3 personnes bras dessus - dessous face à la caméra
photo par Frédéric Pauwels / Collectif HUMA

Le Graal de La Table ronde à Charleroi : nourrir le corps et l’esprit

Résistances

Au départ de l’aide alimentaire, La Table ronde (référence aux origines templières de l’ASBL) déploie dans le centre de Charleroi un « café solidaire » destiné à renforcer le lien social en douceur et soutenu par Action Vivre Ensemble.

Espace culturel niché derrière le boulevard Tirou, le QG des Artistes est aussi devenu récemment celui de La Table ronde. Eric Dricot, son viceprésident, ne manque ni d’idées ni d’enthousiasme. « Si je pouvais, j’ouvrirais déjà un deuxième ‘café solidaire’ », rigole-t-il. Ce n’est pourtant pas le boulot qui manque : désormais, chaque lundi, les lieux accueillent les nombreux ateliers proposés par l’association.

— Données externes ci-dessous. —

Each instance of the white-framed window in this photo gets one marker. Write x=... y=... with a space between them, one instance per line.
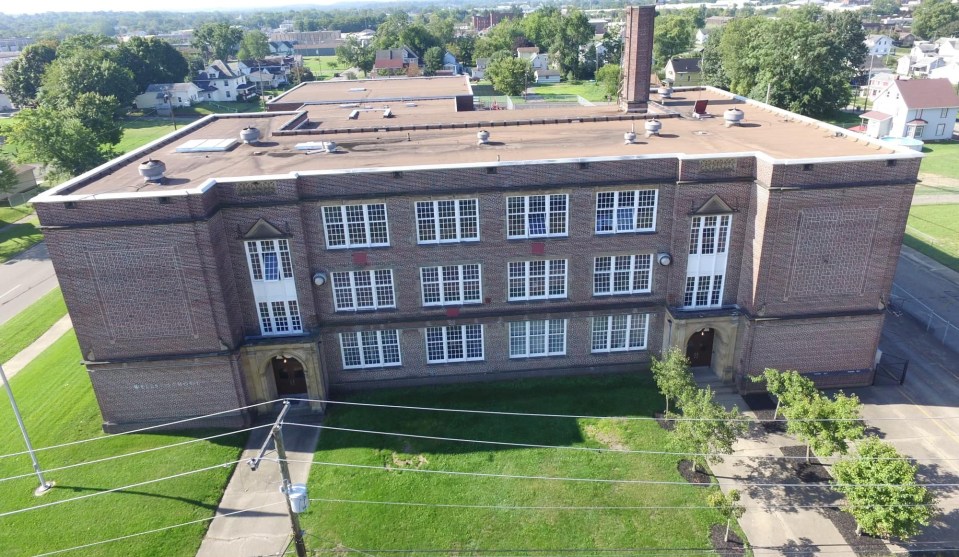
x=537 y=280
x=357 y=290
x=709 y=235
x=622 y=274
x=626 y=211
x=703 y=291
x=537 y=216
x=448 y=220
x=451 y=284
x=532 y=339
x=370 y=349
x=269 y=260
x=356 y=226
x=620 y=333
x=279 y=317
x=457 y=343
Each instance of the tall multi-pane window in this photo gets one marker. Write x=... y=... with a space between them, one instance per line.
x=619 y=333
x=451 y=284
x=274 y=290
x=536 y=216
x=709 y=235
x=537 y=280
x=626 y=211
x=457 y=343
x=354 y=226
x=370 y=349
x=622 y=274
x=449 y=220
x=703 y=291
x=531 y=339
x=356 y=290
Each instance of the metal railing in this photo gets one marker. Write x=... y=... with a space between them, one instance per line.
x=944 y=330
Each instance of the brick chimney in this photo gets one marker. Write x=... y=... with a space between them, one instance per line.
x=637 y=63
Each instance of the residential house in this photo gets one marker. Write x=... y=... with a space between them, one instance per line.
x=546 y=76
x=917 y=108
x=162 y=96
x=683 y=71
x=224 y=82
x=879 y=45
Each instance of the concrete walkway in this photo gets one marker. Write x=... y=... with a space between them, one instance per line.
x=27 y=355
x=265 y=531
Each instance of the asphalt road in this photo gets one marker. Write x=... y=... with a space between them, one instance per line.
x=24 y=279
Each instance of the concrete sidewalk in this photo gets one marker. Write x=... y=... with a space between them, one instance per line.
x=27 y=355
x=267 y=530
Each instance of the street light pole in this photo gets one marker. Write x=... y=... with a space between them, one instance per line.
x=44 y=485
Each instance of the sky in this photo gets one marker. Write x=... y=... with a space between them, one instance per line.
x=39 y=6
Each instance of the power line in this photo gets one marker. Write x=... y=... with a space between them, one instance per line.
x=116 y=489
x=597 y=480
x=140 y=430
x=575 y=448
x=135 y=453
x=627 y=418
x=155 y=530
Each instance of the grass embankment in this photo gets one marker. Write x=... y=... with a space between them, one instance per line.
x=933 y=231
x=58 y=406
x=364 y=527
x=28 y=325
x=16 y=238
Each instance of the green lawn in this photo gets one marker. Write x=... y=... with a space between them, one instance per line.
x=18 y=237
x=941 y=159
x=932 y=230
x=363 y=527
x=27 y=326
x=58 y=406
x=13 y=214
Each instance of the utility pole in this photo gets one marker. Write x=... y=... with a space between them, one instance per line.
x=44 y=485
x=276 y=433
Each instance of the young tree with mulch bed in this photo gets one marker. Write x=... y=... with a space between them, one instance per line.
x=707 y=428
x=882 y=493
x=728 y=506
x=826 y=425
x=673 y=376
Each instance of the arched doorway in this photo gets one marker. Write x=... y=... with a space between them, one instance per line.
x=699 y=348
x=289 y=376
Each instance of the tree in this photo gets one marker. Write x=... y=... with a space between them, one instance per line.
x=22 y=78
x=508 y=74
x=152 y=60
x=8 y=174
x=727 y=505
x=672 y=375
x=825 y=425
x=708 y=429
x=92 y=71
x=882 y=493
x=217 y=40
x=354 y=53
x=254 y=45
x=931 y=16
x=433 y=60
x=609 y=76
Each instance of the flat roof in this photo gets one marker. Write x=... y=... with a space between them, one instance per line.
x=366 y=90
x=433 y=134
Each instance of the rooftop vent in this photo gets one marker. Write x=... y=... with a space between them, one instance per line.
x=151 y=170
x=249 y=135
x=206 y=145
x=733 y=117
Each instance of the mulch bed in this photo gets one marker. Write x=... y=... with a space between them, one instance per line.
x=732 y=548
x=807 y=472
x=688 y=470
x=764 y=407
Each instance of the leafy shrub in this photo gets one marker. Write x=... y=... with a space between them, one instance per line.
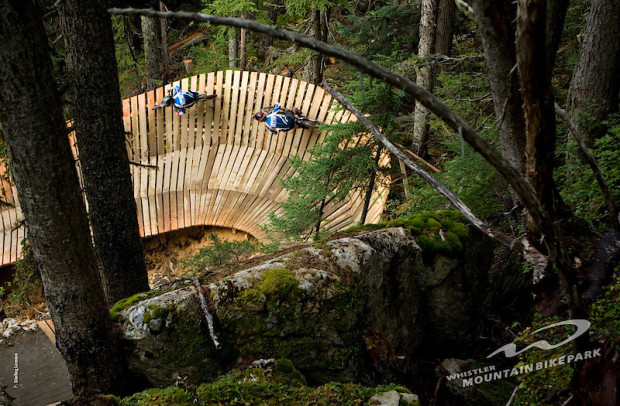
x=217 y=254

Pour Eric Dricot, c’est un cheminement naturel qui s’est dessiné au départ de l’aide alimentaire : « Bien sûr, c’est indispensable de se nourrir pour vivre mais, plus on avance, plus on se rend compte que c’est aussi impossible de vivre sans liens sociaux. Il faut nourrir le corps mais aussi l’esprit. C’est ce que nous faisons ici. En 2017, on a démarré en faisant des maraudes dominicales. On allait jusque dans les camps de personnes sans abri, dans les bois autour de la ville. On distribuait de la soupe mais on a vite vu que cela ne suffisait pas, qu’il fallait mettre des pâtes dans la soupe, fournir des vêtements. Alors, on a lancé une distribution mensuelle de colis alimentaires avec un budget de 1000 euros par mois. Avec le covid, on a vu arriver des familles. On ne fait plus de maraudes. Désormais, notre public (300 personnes), c’est 85% de familles, 15% de gens de la rue. Mais, nous, on ne veut pas faire de l’assistanat. On veut aider les gens, mais d’une façon constructive. On veut leur rendre leur dignité. »

Suite logique : La Table ronde s’est dotée de ce fameux « café solidaire ». Le soutien d’Action Vivre Ensemble permettra de financer l’ensemble de ses activités en 2025. À savoir ? On peut catégoriser de la manière suivante les ateliers : ceux qui sont dédiés à la « beauté extérieure » (relooking, manucure, soins du visage, massage des mains…), les ateliers « beauté intérieure » ou bien-être (méditation, câlinothérapie, gymnastique douce, parole/écoute…) et les ateliers artistiques.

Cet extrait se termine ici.